Originally published November 6, 2007 at 12:00 AM | Page modified November 6, 2007 at 6:54 AM
Call made for Crisis Clinic volunteers
For the past 30 years, Ric Spee has answered the telephone when desperate strangers call. Every Wednesday evening from a desk at the Crisis...
Seattle Times health reporter
Crisis Clinic
The service began in 1964 and is one of the nation's oldest crisis phone lines. It offers counseling and intervention for any emotional crisis, 24 hours a day, year round.24-hour crisis line: 206-461-3222 or 866-4CRISIS (866-427-4747)
Volunteer information: www.crisisclinic.org/volunteer.html
For the past 30 years, Ric Spee has answered the telephone when desperate strangers call.
Every Wednesday evening from a desk at the Crisis Clinic in downtown Seattle, Spee listens on a headphone to people calling from all sorts of depths: Depression. Sickness. Alienation. Poverty. Shame. Loneliness.
The 80-year-old grandmother talks to them with a soft voice that conveys empathy without commiserating. Spee's weekly witness to distress and deprivation has sometimes frustrated her, and over the years it has changed her view on life and politics. She wouldn't think of giving up.
"People need validation for why they're feeling so crummy," Spee said.
But these days callers to Crisis Clinic are finding fewer listeners like Spee on the other end.
For the second straight year, Crisis Clinic's volunteer recruitment has fallen substantially short. The Seattle nonprofit has filled only half of its 100 openings for new recruits this year. Last year it missed its goal by 25 percent.
Clinic managers complain that would-be volunteers are instead choosing short-term gigs, such as rehabbing homes for the needy, that offer quick gratification. But Crisis Clinic requires a longer commitment: six weeks of training and a pledge to work one shift a week for at least a year.
"This is a stressful volunteer job," said Kathleen Southwick, Crisis Clinic's executive director. "We want to make sure people have the emotional stability to hear what they hear on the line."
Donation of time
Seattle is fifth in the nation for volunteerism among large cities. More than a third of Seattle adults donate their time, averaging 56 hours a year, according to the Corporation for National and Community Service, which operates AmeriCorps and other volunteer programs.
But even here, the group says, volunteers are much more apt to organize church bake sales or coach Little League than to answer calls from those who are mentally ill, suicidal or otherwise in despair.
Crisis Clinic operates a 24-hour hotline for people in emotional crisis, including layoffs, abuse, suicide and health problems.

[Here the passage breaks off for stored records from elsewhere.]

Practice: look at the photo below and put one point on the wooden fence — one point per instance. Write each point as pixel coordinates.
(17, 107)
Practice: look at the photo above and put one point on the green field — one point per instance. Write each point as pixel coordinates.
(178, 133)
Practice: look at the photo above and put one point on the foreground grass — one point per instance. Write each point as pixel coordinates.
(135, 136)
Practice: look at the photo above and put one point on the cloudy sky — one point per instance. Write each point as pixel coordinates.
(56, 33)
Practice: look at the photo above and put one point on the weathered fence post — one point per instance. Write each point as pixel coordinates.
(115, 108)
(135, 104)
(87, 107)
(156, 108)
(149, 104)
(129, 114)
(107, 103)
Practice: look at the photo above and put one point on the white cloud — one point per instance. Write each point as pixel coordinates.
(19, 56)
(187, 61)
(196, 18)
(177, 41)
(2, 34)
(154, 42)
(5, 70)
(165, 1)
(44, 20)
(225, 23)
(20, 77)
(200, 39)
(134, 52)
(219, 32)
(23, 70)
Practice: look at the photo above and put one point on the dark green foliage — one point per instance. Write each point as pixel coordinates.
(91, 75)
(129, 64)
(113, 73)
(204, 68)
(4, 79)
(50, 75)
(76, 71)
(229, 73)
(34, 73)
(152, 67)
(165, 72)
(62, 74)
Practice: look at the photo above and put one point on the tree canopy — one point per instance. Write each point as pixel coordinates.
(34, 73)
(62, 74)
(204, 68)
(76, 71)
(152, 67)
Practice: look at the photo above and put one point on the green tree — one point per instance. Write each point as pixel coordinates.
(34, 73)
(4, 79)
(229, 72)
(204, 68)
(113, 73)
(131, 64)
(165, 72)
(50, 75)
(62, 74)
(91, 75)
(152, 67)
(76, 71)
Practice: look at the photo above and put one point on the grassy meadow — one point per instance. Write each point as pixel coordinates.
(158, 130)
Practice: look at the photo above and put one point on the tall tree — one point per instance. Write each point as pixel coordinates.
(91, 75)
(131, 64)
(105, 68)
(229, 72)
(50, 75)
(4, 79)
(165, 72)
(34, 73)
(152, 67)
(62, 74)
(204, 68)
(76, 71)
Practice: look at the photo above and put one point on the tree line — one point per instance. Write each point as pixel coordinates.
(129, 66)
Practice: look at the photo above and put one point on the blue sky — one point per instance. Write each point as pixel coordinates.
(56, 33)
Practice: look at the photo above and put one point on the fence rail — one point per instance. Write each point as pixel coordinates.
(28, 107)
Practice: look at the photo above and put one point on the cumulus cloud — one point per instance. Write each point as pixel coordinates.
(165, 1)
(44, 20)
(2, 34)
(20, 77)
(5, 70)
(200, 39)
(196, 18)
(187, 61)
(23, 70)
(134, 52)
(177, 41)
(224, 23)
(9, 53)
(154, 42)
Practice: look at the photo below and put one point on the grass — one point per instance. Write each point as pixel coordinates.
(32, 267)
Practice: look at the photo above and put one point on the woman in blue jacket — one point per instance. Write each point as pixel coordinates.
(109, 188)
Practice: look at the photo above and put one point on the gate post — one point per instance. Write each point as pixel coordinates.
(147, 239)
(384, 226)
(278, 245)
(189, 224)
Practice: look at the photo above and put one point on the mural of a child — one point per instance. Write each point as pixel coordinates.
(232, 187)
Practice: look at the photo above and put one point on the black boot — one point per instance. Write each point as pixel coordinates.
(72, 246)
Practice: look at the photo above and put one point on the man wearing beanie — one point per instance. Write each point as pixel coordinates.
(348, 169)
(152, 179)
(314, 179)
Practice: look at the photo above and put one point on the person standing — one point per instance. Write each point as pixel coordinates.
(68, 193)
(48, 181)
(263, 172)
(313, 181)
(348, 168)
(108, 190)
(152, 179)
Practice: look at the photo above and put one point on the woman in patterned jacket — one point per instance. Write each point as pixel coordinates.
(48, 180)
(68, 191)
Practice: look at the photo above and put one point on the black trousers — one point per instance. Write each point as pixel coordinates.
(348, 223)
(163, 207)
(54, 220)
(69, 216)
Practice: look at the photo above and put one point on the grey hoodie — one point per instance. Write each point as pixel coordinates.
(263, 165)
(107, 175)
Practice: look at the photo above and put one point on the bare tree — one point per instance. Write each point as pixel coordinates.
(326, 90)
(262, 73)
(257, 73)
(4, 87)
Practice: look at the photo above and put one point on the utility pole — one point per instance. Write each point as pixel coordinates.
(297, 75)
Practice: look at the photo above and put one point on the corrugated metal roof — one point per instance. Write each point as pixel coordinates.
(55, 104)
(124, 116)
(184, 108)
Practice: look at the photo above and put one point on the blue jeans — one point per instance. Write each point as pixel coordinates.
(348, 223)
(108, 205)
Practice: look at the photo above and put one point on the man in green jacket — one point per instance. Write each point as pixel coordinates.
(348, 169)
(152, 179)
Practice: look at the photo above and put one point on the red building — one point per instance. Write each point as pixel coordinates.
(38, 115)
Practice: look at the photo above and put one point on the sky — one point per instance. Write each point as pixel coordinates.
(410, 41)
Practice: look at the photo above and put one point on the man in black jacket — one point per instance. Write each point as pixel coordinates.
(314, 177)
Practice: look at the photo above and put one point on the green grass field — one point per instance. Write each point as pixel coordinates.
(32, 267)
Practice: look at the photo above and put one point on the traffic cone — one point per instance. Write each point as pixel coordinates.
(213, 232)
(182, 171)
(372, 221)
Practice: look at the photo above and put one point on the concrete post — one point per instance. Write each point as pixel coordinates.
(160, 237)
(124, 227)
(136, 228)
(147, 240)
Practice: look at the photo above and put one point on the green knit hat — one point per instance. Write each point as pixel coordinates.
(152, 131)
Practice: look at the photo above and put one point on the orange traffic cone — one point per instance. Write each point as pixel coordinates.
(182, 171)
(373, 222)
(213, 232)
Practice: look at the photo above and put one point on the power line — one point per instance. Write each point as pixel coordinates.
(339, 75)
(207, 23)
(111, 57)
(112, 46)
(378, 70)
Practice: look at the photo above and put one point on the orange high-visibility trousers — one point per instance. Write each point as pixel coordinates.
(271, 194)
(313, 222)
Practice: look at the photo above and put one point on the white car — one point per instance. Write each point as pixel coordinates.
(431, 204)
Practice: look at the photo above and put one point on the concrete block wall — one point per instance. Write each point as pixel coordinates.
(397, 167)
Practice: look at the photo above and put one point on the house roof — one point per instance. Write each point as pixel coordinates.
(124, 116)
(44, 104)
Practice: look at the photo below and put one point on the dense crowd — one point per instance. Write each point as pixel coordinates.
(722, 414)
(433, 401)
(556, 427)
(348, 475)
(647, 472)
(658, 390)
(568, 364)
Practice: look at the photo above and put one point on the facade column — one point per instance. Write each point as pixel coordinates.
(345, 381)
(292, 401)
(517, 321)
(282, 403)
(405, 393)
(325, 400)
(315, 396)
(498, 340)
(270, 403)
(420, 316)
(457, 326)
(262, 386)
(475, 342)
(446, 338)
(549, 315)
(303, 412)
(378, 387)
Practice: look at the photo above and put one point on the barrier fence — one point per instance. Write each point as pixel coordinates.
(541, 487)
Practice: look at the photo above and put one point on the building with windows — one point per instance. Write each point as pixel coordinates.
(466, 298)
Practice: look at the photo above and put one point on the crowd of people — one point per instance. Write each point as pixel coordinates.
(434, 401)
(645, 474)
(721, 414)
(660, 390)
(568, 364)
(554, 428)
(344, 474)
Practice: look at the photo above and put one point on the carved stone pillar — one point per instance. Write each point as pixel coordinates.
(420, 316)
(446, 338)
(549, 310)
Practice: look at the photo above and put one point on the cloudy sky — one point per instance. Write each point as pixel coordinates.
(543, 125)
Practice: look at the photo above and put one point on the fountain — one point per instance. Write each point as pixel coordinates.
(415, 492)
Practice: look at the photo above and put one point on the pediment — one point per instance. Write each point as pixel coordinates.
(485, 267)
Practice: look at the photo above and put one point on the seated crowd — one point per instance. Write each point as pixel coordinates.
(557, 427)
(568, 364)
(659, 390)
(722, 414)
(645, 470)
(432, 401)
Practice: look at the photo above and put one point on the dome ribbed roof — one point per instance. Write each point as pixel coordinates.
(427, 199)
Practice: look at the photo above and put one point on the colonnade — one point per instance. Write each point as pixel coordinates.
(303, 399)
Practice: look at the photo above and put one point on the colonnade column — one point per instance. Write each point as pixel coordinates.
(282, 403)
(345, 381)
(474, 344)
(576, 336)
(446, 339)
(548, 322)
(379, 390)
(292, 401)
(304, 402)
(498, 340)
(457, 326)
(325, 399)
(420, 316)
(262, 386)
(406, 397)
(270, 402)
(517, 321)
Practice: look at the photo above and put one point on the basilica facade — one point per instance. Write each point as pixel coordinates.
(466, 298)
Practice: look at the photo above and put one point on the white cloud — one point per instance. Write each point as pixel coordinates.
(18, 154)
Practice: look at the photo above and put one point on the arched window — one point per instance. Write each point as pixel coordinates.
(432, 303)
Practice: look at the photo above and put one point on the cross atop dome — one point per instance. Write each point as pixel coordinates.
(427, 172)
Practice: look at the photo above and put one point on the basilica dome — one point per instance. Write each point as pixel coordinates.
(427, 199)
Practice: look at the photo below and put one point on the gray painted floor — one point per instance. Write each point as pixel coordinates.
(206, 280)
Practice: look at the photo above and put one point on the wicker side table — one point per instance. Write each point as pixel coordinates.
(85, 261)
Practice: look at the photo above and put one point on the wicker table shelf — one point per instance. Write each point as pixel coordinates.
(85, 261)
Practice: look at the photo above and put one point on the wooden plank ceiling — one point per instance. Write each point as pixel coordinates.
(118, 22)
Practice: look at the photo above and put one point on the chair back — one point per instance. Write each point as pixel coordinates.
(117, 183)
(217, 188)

Volunteer applicants at Crisis Clinic endure a mixture of voice audition, psychological profiling and endurance test. Only volunteers who are nonjudgmental, who project warmth on the phone and who really listen to the callers make the cut, said Don Kuch, the clinical director.
Crisis Clinic volunteers do not counsel or advise callers. Instead they listen, ask questions, suggest referrals and, whenever possible, help callers find their own way out of their predicaments.
Last year, about 200 volunteers answered more than 95,000 calls. Nearly half of the calls are less than five minutes long. Call volumes tend to be highest on Wednesdays and lowest on Saturdays.
Air of sensibility
It's Wednesday evenings that Spee drives from her home in Edmonds to Seattle for her weekly shift. With her corduroy skirt, dark knee-high socks and oversized glasses, she has an air of sensibility that she passes along through the phone.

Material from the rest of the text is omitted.